Bright took in the scene with a slow five-second sweep. Slidell. Me. The Trailblazer parked on his drive.
“What’s up, officer?”
“It’s Detective. You Jordan Allen Bright?”
“Oh, my God. Here we go again.”
“You Bright?”
“What? Did some child go missing in Outer Mongolia?” Then, to Millie, “Have the police nothing better to do than harass honest citizens who’ve paid their debt?”
“I’ll bet you washonestwith that kid you groped at the A&W.”
“Oh, my freakin’ lord. That was eight years ago.” To Millie. “Eight years!”

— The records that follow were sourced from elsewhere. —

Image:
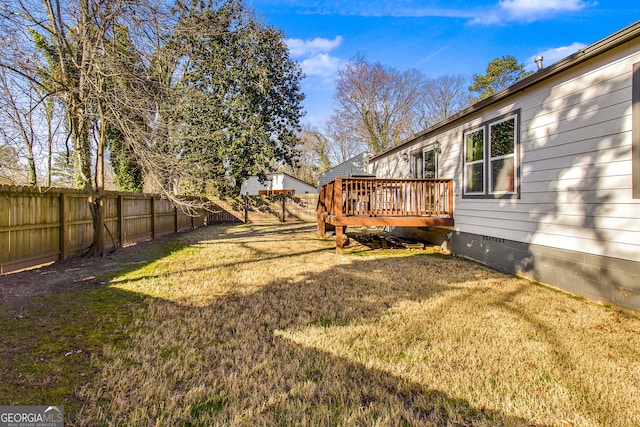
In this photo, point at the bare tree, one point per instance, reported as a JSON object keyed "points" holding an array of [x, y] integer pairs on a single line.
{"points": [[344, 141]]}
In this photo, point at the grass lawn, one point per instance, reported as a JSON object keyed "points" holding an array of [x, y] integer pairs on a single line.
{"points": [[265, 325]]}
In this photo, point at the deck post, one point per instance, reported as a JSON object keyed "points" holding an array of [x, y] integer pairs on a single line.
{"points": [[337, 198], [339, 238]]}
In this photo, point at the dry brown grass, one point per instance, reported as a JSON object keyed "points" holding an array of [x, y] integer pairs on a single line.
{"points": [[266, 325]]}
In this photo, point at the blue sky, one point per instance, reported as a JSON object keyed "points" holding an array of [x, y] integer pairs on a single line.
{"points": [[437, 37]]}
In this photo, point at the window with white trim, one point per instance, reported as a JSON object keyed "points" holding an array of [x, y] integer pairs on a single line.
{"points": [[491, 158]]}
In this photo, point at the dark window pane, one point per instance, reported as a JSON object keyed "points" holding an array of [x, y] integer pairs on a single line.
{"points": [[429, 165], [475, 178], [502, 138], [502, 175], [474, 145]]}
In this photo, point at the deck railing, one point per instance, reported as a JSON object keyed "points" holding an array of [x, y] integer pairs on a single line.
{"points": [[389, 197]]}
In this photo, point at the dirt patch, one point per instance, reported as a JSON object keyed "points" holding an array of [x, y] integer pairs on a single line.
{"points": [[72, 273]]}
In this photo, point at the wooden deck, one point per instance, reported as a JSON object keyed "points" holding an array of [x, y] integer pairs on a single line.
{"points": [[400, 202]]}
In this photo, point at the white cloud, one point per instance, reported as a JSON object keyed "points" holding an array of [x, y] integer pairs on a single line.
{"points": [[532, 9], [314, 56], [322, 65], [553, 55], [529, 10], [300, 47]]}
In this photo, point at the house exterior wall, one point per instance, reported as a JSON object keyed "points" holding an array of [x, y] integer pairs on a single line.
{"points": [[575, 224], [279, 181]]}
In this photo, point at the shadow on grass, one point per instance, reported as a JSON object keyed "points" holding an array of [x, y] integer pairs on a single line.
{"points": [[229, 362]]}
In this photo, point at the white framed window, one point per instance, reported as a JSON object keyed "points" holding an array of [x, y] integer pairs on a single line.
{"points": [[430, 162], [491, 158]]}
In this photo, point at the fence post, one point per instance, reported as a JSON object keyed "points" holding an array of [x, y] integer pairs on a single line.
{"points": [[284, 210], [120, 208], [153, 217], [175, 219], [246, 208], [63, 226]]}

Millie rendered no opinion.
“I know you’re real busy these days squeezing puppy glands and all, but we’re hoping you got a minute to do your civic duty.”
“Actually, I was—”
“You got a minute.” A statement, not a question.

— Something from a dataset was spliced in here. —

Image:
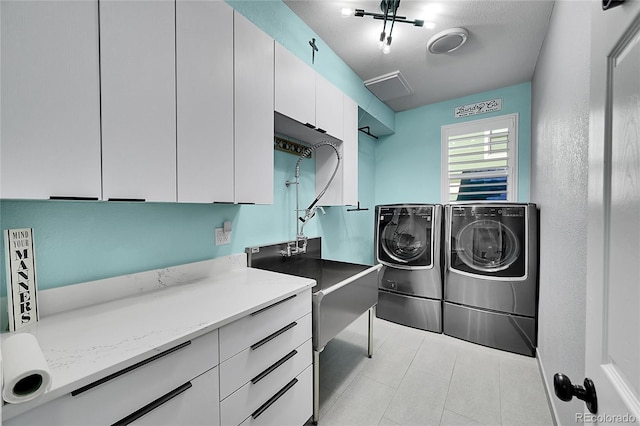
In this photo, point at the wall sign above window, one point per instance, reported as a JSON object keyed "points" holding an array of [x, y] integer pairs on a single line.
{"points": [[478, 108]]}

“Of course.” Bright stepped back, Millie squirming and whining in his grasp. “Please, come in.”
We followed Bright through a foyer into a parlor, both floored in linoleum trying to look like oak. Gesturing us to a sofa draped with dog hair–coated red wool blankets, he dropped into a chair opposite.
I sat, already planning a trip to the dry cleaner. Slidell remained standing. Millie settled on her master’s lap.
Propping his chin on one hand, Bright assumed an expression of bored tolerance.